Murderabilia
Page 9
‘Can I help you?’
‘Mrs McAlpine. My name is Tony Winter and I—’
‘I know you. You took the photograph. The one that went everywhere. The one of my Aiden.’
Her Aiden. Not theirs.
‘Mrs McAlpine, I’m sorry that—’
‘No, no. I’m glad you took it. I’m glad the whole world saw it. They all know what happened to him. My husband doesn’t feel the same way, but there’s no change there.’
That he didn’t expect.
‘I hope it helped in some way, Mrs McAlpine. Actually, it was that photograph I wanted to talk to you about. Would it be possible for me to come in so we can discuss it?’
She looked highly sceptical and her hand weighed up the door, ready to close it.

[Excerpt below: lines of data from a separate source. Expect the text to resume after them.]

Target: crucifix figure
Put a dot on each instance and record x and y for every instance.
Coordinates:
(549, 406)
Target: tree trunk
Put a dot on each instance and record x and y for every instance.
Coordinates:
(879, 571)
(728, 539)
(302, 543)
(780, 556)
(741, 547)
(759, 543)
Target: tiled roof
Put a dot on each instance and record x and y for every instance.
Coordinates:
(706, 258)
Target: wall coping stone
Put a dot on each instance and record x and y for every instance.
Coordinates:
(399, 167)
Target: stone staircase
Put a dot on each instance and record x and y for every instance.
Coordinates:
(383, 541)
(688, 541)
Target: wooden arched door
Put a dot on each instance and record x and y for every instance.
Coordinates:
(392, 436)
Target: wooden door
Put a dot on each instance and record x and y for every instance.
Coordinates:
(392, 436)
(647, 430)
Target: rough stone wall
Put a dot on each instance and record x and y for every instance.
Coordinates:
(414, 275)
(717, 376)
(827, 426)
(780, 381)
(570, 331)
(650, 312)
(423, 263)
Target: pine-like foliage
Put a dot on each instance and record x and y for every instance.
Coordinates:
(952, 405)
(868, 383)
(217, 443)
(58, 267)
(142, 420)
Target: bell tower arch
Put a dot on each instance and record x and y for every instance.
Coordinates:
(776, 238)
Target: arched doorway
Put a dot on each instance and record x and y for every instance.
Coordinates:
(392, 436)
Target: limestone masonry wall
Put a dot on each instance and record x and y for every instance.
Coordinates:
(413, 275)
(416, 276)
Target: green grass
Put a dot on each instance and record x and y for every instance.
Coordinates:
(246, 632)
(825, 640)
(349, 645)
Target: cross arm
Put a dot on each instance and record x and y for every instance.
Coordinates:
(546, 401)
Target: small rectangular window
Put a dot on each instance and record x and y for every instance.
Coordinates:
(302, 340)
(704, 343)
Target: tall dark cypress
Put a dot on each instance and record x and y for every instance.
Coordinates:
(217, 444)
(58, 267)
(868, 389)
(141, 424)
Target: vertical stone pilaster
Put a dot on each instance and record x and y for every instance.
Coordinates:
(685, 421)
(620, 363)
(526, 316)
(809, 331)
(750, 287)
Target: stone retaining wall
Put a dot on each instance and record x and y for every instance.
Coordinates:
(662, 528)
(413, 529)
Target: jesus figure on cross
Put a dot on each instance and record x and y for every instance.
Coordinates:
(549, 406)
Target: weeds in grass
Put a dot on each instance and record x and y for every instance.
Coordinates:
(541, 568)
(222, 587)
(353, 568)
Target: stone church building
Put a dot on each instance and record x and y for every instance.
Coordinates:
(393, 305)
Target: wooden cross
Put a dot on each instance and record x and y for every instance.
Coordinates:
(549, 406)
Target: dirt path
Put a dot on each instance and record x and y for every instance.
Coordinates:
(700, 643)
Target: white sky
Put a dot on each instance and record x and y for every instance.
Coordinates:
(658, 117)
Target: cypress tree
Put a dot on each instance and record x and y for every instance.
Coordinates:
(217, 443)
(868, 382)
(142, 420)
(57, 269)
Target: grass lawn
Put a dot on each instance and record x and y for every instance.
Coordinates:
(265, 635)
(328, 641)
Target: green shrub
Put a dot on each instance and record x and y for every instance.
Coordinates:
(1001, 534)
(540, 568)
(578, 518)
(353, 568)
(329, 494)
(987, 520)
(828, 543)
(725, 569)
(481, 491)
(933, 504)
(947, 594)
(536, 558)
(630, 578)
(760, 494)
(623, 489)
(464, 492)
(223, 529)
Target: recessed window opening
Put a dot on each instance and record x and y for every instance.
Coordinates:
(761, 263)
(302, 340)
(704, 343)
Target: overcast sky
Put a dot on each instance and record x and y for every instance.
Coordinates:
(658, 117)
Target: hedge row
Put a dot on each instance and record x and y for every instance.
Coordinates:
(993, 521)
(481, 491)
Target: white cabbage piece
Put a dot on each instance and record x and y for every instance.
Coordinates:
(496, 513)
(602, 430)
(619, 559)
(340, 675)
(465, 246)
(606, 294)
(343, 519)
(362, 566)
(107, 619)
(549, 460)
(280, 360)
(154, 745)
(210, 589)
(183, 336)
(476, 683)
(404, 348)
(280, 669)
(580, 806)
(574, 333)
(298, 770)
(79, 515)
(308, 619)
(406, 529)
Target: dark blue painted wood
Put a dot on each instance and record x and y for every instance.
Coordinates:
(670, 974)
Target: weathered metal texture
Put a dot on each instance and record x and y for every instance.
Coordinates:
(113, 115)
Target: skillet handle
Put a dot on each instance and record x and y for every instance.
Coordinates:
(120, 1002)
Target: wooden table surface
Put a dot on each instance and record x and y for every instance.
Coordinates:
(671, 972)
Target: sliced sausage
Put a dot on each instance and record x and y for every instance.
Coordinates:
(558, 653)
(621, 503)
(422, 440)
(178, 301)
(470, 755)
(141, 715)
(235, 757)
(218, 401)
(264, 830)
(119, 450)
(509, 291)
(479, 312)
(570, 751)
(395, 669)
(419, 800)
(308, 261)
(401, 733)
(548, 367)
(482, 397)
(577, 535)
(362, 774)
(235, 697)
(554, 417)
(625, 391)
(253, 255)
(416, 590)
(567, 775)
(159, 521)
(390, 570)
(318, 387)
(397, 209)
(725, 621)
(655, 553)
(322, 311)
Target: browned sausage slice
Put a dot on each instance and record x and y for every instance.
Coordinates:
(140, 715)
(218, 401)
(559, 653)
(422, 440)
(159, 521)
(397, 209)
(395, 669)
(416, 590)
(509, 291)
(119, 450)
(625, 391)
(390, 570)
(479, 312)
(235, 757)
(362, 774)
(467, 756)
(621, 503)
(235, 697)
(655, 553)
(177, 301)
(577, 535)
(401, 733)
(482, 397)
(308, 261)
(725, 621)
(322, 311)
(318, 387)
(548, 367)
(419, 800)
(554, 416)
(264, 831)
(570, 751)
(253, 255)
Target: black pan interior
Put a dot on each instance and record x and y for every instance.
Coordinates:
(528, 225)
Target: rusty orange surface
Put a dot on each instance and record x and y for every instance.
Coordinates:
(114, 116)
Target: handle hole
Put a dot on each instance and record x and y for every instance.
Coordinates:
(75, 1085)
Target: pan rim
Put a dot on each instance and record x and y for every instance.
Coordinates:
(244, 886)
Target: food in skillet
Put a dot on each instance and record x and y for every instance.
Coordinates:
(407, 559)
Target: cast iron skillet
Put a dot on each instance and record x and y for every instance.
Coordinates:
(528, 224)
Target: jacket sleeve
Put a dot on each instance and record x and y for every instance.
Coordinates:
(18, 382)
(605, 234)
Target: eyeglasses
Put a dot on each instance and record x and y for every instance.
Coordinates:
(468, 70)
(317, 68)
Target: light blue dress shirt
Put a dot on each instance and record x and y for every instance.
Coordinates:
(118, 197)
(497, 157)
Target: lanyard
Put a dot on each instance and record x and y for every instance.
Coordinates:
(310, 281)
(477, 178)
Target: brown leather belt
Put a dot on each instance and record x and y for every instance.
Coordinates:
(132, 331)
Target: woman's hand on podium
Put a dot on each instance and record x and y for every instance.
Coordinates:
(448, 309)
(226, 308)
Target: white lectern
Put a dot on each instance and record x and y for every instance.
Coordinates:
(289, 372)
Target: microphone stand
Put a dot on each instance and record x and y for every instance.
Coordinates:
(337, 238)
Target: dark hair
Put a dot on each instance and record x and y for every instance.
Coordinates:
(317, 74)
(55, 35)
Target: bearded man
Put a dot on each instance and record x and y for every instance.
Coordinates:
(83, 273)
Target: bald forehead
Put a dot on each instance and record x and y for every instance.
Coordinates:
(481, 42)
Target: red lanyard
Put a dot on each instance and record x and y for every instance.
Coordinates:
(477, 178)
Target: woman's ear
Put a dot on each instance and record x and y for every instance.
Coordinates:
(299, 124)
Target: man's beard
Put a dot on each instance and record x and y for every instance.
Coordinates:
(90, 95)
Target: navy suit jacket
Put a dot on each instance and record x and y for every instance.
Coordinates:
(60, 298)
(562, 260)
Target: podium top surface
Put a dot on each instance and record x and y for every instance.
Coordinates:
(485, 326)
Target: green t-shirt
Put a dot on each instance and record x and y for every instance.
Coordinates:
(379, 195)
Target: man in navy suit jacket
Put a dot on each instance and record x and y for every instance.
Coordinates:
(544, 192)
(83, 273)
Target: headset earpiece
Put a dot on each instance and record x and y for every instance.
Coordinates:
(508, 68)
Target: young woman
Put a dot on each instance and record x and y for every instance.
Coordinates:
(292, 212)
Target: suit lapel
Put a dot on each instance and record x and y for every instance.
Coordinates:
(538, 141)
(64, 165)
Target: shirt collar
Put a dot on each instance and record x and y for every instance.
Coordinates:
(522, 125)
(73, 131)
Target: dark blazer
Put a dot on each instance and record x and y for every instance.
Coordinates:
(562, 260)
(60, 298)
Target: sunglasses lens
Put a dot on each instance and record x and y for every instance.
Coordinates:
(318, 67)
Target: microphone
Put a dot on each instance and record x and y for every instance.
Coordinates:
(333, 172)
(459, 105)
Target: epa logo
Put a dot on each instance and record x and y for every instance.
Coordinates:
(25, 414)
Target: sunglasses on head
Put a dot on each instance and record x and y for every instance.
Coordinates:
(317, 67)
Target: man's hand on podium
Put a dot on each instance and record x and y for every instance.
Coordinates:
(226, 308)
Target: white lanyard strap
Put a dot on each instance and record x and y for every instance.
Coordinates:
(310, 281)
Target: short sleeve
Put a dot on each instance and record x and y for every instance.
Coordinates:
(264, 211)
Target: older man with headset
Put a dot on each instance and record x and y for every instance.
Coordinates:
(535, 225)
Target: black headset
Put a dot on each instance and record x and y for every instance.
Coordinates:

‘Please. It’s important. I think it can help.’
She blinked, maybe fighting back fresh tears, and nodded, turning away to let him follow her. They walked through a wide hallway and past a couple of closed doors before she led him into a large, white-walled room populated by two huge sofas and an armchair. She took the chair and left him to his choice of the couches.
‘What is it you think we need to talk about, Mr Winter?’
‘About the photograph and the clothes that were in it.’
‘Aiden’s clothes.’
‘Yes. His clothes that were photographed and the ones that, seemingly, weren’t there.’
She stared back at him for a while and he wondered if she’d taken it all in. She had.
‘Let me stop you there. I won’t have you quote me. On anything. Is that clear? If you agree to that then I’ll talk to you. But I need your word on it.’
‘You have it. I won’t quote you. I’m looking for information rather than quotes.’
‘Okay. Go ahead.’
‘As the police may have said to you, not all of Aiden’s clothes were in the pile left at the scene. There was no underwear. That may or may not be significant but I believe it is. If I were to show you a photograph of items said to be Aiden’s do you think you might recognise them?’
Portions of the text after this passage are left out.